1.     engager les forces politiques et sociales à fonder leurs organisations et leurs actions sur une loi fondamentale , fruit de leurs efforts communs , qui enracine et fortifie les valeurs républicaines modernes ,  qui fait du fonctionnement démocratique de notre société et de nos institutions une culture et une pratique profondément partagées et sans cesse développées et vivifiées  et qui soustrait la religion à toute instrumentation politique et idéologique .

2.     assurer une organisation de l’État et de ses institutions qui traduise l’esprit et la lettre de la loi fondamentale démocratique et qui soit orientée vers une compétence toujours plus améliorée de l’administration et de ses diverses fonctions de production de services , de réglementation et de régulation .

3.     orienter les compétences de l’État vers la création des conditions nationales et internationales qui permettent au pays de faire face avantageusement aux multiples défis de la mondialisation .

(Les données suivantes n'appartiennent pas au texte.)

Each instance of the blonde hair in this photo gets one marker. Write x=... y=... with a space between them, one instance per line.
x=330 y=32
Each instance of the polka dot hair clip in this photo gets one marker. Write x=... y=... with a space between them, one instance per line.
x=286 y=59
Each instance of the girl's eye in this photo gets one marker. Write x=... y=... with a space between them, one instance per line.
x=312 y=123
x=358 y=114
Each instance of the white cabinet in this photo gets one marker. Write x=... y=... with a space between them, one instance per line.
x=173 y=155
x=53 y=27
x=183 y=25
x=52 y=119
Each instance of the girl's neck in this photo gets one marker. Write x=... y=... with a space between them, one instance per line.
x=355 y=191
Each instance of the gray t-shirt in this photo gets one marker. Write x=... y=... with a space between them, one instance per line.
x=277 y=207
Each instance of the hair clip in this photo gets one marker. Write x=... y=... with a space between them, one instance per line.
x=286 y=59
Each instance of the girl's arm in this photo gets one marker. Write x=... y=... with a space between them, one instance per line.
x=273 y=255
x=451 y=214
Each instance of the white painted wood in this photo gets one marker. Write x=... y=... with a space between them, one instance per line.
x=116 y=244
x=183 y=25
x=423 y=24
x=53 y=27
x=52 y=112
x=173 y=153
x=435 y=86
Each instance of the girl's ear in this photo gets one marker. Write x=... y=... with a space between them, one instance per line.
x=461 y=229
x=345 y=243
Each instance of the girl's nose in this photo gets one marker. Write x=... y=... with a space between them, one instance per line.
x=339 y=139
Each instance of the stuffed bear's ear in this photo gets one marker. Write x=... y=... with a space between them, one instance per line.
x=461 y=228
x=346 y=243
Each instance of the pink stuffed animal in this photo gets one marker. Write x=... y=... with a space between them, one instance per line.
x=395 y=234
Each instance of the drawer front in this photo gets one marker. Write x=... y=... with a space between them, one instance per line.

La refondation de l’État ,chez nous , ne peut être possible , dans la situation actuelle , que si les forces républicaines et démocratiques, politiques et sociales ,où qu’elles se trouvent, sont en mesure de rassembler leurs énergies et d’élaborer concrètement et clairement les points fondamentaux trouvant l’appui des plus larges secteurs de notre peuple et autour desquels peut être organisée la sortie de la crise actuelle , la sauvegarde et le développement de notre société et l’enracinement en son sein de la culture démocratique .La démocratie est certes un apprentissage permanent mais elle ne peut être l’œuvre que de véritables démocrates et ils sont  nombreux dans notre pays .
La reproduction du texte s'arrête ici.